After the Second World War, the DVA transformed according to the changing needs of its clientele as well as the evolving character of Canada’s military role in the world. While ex-soldiers continued to access provisions of the Charter, the scope of the DVA’s work and its staffing requirements shrank progressively over the next two decades. In 1961 department’s full-time staff numbered some 13,000, but over 75 per cent were involved in treatment facilities which were caring primarily for Canada’s diminishing population of First World War veterans. With the introduction of Medicare in the 1960s, these hospitals were gradually transferred to provincial control. In the 1980s pressure from veterans groups led to a series new reforms that allowed Canada’s elderly and disabled veterans to live more independently and have their benefit claims processed in a much more timely and transparent fashion. With the DVA head office now in Charlottetown, the dozens of DVA district offices were more important than ever in helping aging veterans of the Second World War navigate these new protocols and the corresponding application process. In spite of earnest efforts to reform the system, the 1990s and early 2000s witnessed another wave of veterans’ activism, this time spearheaded by veterans’ of peacekeeping operations and, increasingly, soldiers suffering from war trauma. Their story is still unfolding and their future remains uncertain.

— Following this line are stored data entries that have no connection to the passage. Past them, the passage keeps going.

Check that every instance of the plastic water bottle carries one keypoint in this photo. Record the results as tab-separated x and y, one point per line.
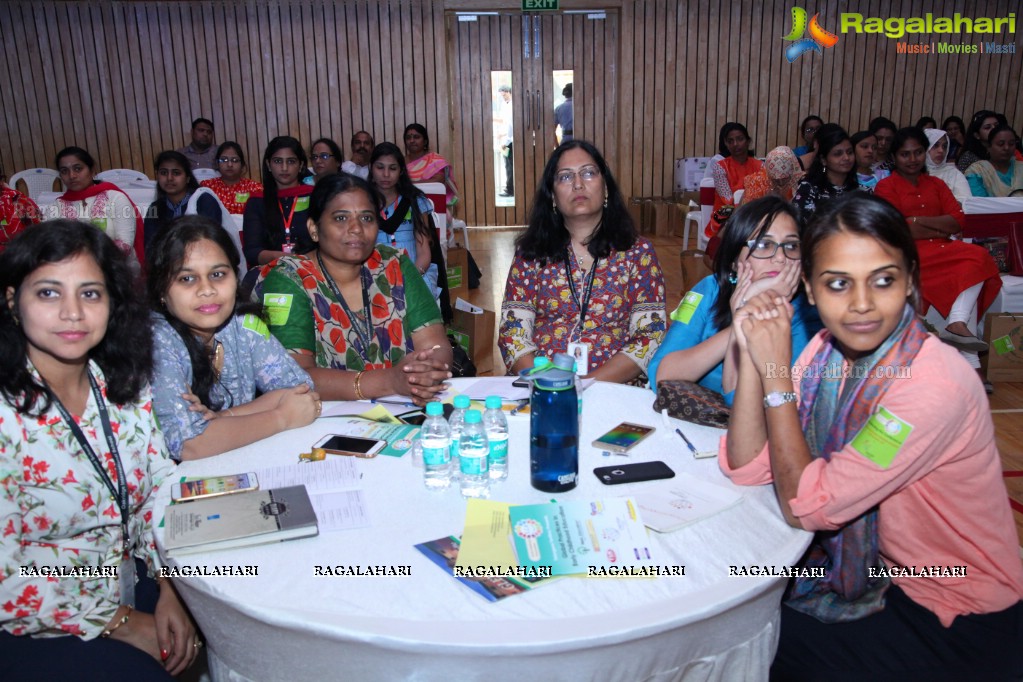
553	428
455	421
473	450
496	425
435	437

Today there are some 700,000 war veterans and retired Canadian Forces personnel living in Canada. VAC figures suggest that about 200,000 of them are clients who have active files, meaning they have recently accessed, or continue to access, some manner of veterans’ benefits or services. As the number of Second World War veterans continues to decline, that overall figure is anticipated to shrink. Still, the demand for services from a new generation of veterans remains high, and with introduction of new programs and regulations via the ‘New Veterans Charter’, veterans’ needs will also likely evolve along an uneven and unpredictable path.
The unenviable dilemma facing VAC today is the residue of nearly a half century of expansion and increasing bureaucracy in the aftermath of two world wars in which almost 1.7 million Canadians served. The history of the Canadian state’s relationship with its veterans, however, shows us that short-term fiscal imperatives must be carefully balanced with an understanding of the unique long-term requirements of men and women who are sent to war. Demographics and client numbers are only one piece of the after-care puzzle. A veteran’s health does not follow a linear curve, and authorities should shed any illusion that they can precisely forecast what services these men and women might require, and over what length of time they may need to access them. In an era when ‘invisible wounds’ such as Post-Traumatic Stress Disorder [PTSD], Traumatic Brain Injury [TBI], and various forms of cancer are becoming more common amongst Canada’s ex-soldiers, we must give consideration to the idea of whether affording primacy to pecuniary objectives over infrastructure and personnel is the right thing to do. History cannot provide the answers to these problems, but it certainly offers us some revealing context.